O del corpo (femminile) preso dagli sguardi (maschili)

Lo sguardo di Coralie Fargeat, e dopo i soli Revenge e The Substance lo si può azzardare, è uno sguardo che prospera nelle condensazioni e, all'interno di queste, negli spostamenti.

 

I due termini non possono che richiamare alla mente le proposte di Sigmund Freud a proposito del lavoro onirico, quel processo di traduzione (e trascrizione) che conduce la sostanza dei sogni da uno stato di latenza a uno stato manifesto; non a questo piano si rivolgono però le nostre attenzioni, almeno primariamente, nonostante Fargeat mostri un'indubbia predilezione per la dimensione onirica.

 

The Substance e ancor più Revenge presentano una scansione anzitutto narrativa che scansa, per lo più, le logiche del sogno, sebbene il cuore dei sogni tocchi essenzialmente il nucleo dei discorsi della regista francese, peraltro unica sceneggiatrice dei suoi due lungometraggi.

 

[Il trailer di The Substance]

 

 

Fargeat si aggira in un collaudato campo di prospettive femministe che superano livelli di riflessione meramente tematici; l'engagement s'insinua nelle pieghe del mezzo cinematografico, là dove l'esperienza dello spettatore può scaturire.   

 

Tra le questioni il proscenio viene occupato da quella del cosiddetto male gaze, lo sguardo maschile (che non coincide con lo sguardo del maschio) concettualizzato dalla teorica Laura Mulvey e discendente anche dalla nozione freudiana di scopofilia. 
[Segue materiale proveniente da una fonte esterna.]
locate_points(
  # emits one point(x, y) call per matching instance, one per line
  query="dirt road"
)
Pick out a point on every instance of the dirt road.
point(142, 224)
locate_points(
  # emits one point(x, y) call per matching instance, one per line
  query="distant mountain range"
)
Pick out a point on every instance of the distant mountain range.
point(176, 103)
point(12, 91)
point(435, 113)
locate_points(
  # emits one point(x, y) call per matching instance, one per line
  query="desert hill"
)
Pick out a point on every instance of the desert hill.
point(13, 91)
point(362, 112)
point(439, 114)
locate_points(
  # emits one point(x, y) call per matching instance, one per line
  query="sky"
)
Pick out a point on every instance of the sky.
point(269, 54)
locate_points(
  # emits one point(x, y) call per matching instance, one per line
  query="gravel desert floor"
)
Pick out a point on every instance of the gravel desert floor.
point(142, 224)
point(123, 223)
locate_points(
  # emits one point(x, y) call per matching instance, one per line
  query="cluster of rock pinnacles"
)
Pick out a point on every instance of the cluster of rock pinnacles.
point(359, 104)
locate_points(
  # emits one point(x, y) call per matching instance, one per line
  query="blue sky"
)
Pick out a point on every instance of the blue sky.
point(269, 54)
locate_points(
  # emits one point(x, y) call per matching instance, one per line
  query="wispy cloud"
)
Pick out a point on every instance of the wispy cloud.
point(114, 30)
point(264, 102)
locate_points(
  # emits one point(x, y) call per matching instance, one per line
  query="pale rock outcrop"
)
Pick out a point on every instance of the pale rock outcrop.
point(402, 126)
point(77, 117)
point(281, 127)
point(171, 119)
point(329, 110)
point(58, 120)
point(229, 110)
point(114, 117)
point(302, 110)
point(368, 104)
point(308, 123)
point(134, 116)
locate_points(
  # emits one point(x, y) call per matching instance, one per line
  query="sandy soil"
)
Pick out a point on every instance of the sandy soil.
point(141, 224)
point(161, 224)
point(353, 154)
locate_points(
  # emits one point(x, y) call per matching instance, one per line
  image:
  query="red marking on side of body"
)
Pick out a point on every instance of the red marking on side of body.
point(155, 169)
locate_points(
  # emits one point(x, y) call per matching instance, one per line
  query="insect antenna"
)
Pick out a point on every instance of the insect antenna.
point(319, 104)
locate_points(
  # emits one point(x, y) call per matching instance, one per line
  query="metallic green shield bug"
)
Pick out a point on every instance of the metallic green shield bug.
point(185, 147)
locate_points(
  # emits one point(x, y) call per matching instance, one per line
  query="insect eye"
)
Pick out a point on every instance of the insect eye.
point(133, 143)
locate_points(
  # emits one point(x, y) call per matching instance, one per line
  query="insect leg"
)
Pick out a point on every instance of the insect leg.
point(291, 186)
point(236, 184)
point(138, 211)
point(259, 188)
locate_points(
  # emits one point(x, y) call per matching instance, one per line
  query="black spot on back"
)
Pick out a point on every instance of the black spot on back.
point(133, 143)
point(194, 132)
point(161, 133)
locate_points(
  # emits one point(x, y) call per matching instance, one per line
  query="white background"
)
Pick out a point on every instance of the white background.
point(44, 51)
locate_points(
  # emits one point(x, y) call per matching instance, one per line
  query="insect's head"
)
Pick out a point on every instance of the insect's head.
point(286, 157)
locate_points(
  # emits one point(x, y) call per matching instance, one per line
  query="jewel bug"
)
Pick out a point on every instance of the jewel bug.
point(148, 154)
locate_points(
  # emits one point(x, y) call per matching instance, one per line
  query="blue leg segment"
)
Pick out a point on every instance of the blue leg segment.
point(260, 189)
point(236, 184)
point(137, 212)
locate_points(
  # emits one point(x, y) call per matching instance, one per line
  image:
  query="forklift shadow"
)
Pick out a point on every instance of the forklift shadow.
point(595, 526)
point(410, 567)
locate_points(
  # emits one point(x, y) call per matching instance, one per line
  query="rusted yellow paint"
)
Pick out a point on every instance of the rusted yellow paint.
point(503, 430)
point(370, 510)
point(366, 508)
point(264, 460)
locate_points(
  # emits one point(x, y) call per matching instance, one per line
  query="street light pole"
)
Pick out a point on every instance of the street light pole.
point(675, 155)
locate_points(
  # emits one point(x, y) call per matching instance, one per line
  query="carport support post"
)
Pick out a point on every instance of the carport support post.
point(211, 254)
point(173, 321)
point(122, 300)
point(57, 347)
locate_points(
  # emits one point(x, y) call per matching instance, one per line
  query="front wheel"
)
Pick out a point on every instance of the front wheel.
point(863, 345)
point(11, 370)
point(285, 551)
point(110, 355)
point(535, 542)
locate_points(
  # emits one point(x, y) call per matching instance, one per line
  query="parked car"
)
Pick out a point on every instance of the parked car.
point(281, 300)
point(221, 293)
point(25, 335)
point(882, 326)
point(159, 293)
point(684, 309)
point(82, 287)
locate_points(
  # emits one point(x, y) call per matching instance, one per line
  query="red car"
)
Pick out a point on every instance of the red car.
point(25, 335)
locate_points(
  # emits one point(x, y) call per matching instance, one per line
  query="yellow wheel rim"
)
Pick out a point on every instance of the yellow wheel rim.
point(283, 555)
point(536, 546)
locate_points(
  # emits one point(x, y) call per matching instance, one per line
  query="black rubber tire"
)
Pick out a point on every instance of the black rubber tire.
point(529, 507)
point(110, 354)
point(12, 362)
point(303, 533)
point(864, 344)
Con minor schematicità rispetto al predecessore, The Substance estremizza il problema dello sguardo maschile entro una cornice cinematografica assai strutturata, ben più - senza che ciò sia aprioristicamente un valore o un disvalore - di quanto compiuto di recente da un'altra ricognizione del voyeurismo (e del divismo) come Blonde.   

 

L'oggetto-donna negli occhi e dagli occhi del soggetto-uomo, scissione e correlazione indirizzata verso le scricchiolanti basi del pensiero occidentale, dello stesso Occidente, basi a cui Fargeat si rivolge anche in altra maniera. 

In questa direzione il cuore dei sogni - oppure il loro fegato, come sede delle passioni - è uno dei grimaldelli della cineasta; e per mostrare come ciò accada in The Substance, imbocchiamo prima una breve deviazione verso tre luoghi di origine shakespeariana.

 

Primo luogo, da La tempesta sino all'oggetto del desiderio, entro la cornice del noir, de Il mistero del falco: gli uomini sono fatti della stessa sostanza dei sogni. 

Secondo luogo, da Misura per misura sino all'indagine filosofica di Charles Sanders Peirce: gli uomini hanno un'essenza vitrea, ossia relativa (agli altri, all'Altro).

Terzo luogo, da Trolio e Cressida: "Il desiderio, lupo universale, / assecondato doppiamente dalla volontà e dal potere / farà dell'intero universo la sua preda / per poi, alla fine, divorar se stesso"

 

In questi luoghi non si danno la rimozione e/o la chiusura del sogno su cui poggia l'Occidente, nel suo sguardo oggettivante, maschile, etnocentrico; non si offre quella svalutazione del sogno notturno, privato e irreale, da cui può crearsi la razionalità diurna, comune a tutti e reale. 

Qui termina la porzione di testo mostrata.